The memorial day for the Holocaust, and the memorial day for the Nakba, are behind us. So the time has come to write about them both. “Holocaust” and “Nakba” are mistaken definitions, because they do not distinguish between natural disasters and man-made catastrophes. But the definitions gained currency. So too did negative attitudes, such as the denial of the historical occurrence and its political implications. For example, that Jewish survivors became refugees in their own lands of birth, or that Palestinians in the diaspora and those who remained in the country share a close bond.
Another example would be the refusal to acknowledge the suffering endured by the other. Here it will be said “the Arabs started the war”, and there it will be said “the Jews caused the Nakba – the expulsion of the Palestinian people from its homeland, whereas the Palestinians bear no responsibility for the Holocaust – the genocide of the Jewish people.”
In a private, personal sense, the Holocaust did not become the “past;” for those who survived it, it continues until they die. Something of this ever-painful continuousness is dictating – to a greater or lesser degree – our own lives, as the offspring of the survivors.
In contrast, with regard to the Jewish collective that came into existence after 1945, the Holocaust has a beginning and an end. The Allies’ victory before Germany had time to extinguish additional Jewish communities, the establishment of the State of Israel, Germany’s acknowledgment of the murder industry it established – all such events marked the end of this chapter of history.
The same for individual Palestinians, their beloved one who were murdered by Jews or killed in battles, the painful uprooting from homes – never turned into sheer memory. But 1948 is just a first chapter in a series that hasn’t ended yet. For those who haven’t experienced expulsion and bereavement – Israel provided ample opportunities to share such fate.
How much skill has Israel displayed in the wrong-doing to refugees in Gaza? How many times a week do the “present absentees,” refugees who live within the borders of the state, pass by lands which were given to Jews at the behest of the legislators’ cunning? What are the statistics of chronic poverty and structural discrimination faced by the “Arab sector” in Israel, and by Palestinian Jerusalemites, if not a nakba by other means?

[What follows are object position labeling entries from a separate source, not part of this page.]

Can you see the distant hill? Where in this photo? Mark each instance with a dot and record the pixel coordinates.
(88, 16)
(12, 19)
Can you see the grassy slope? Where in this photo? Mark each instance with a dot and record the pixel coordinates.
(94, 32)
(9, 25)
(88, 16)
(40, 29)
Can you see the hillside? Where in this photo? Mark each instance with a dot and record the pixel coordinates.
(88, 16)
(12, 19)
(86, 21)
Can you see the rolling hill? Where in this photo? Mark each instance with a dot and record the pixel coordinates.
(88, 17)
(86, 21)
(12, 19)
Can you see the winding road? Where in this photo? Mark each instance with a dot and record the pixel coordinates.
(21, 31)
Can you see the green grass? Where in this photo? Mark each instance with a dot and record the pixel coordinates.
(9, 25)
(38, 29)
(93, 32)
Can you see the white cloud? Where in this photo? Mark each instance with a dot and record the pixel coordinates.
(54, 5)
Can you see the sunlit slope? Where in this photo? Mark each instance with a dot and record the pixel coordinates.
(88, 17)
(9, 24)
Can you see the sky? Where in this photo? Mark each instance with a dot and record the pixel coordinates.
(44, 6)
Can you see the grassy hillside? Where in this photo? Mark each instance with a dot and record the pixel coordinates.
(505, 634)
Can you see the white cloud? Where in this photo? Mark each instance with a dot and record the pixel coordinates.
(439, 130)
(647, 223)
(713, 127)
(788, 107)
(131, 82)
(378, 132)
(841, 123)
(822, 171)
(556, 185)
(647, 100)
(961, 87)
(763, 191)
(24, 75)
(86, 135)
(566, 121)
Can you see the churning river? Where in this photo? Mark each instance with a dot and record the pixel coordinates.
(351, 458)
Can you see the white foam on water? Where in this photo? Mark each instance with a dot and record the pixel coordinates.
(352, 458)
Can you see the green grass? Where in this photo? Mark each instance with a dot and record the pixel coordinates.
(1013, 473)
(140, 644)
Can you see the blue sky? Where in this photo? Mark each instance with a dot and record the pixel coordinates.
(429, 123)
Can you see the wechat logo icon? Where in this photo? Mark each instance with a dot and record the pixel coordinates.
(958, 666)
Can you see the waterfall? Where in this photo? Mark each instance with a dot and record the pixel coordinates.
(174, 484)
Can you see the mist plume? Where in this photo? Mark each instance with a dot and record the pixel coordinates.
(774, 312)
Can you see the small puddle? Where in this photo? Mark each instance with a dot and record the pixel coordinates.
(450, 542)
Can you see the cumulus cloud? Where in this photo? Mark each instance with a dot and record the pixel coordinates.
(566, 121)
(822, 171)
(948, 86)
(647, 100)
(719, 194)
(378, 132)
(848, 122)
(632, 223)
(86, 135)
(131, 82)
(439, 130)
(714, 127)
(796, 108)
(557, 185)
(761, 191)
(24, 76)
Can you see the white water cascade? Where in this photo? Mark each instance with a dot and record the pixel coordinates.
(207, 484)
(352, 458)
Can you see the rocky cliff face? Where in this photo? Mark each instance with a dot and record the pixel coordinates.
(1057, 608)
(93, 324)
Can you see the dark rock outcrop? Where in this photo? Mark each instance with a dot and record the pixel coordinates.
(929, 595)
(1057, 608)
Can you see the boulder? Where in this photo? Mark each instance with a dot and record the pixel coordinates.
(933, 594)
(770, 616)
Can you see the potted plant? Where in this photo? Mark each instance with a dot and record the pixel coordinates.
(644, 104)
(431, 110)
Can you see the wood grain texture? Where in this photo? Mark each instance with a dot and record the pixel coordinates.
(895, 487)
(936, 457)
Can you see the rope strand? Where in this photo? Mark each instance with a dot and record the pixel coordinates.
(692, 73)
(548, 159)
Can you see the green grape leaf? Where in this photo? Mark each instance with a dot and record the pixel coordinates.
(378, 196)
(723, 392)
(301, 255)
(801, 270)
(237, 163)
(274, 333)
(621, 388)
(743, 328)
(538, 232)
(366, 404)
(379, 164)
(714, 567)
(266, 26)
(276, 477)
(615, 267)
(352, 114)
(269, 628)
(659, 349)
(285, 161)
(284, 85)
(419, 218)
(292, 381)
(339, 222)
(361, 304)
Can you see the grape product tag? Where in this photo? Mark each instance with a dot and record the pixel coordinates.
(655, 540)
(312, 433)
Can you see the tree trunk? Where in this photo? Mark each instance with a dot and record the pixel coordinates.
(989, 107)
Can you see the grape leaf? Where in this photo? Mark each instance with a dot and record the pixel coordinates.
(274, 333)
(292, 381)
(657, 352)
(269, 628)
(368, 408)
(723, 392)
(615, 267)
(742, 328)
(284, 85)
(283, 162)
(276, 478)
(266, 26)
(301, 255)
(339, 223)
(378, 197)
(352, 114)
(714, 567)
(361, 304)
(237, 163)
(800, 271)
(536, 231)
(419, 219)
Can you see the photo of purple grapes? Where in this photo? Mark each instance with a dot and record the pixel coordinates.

And what is the sickening similarity between the pressuring of Bedouin away from Negev lands today and the removal of 1948 refugee Bedouin in the Jordan Valley? How is it that after 1967 tens of thousands lost their right to live in the West Bank (including Jerusalem ) and the Gaza Strip? Israel did not overcome its instinct to expel, and is today focusing on the Palestinian citizens of Israel.
Every Jew in the world, whether a citizen of the U.S. or Morocco, has rights in this one country, from the river to the sea, that we denied to those who live in it today, and those who were born in it and grow old as refugees in Lebanon or Syria. And the Oslo process? Israel devised it as a stratagem to impose the solution of reservations.
Israel makes capital out of the six million to justify policies of destruction and expulsion not just in the past, but in the present and future. As the state which claims to be the heir of the Holocaust martyrs, Israel crowns itself as the winner in the global, historical competition of victimhood. Yet it manufactures methods of oppression and dispossession of the individual and the collective, methods which turn the Nakba into a continuing, 63-year process.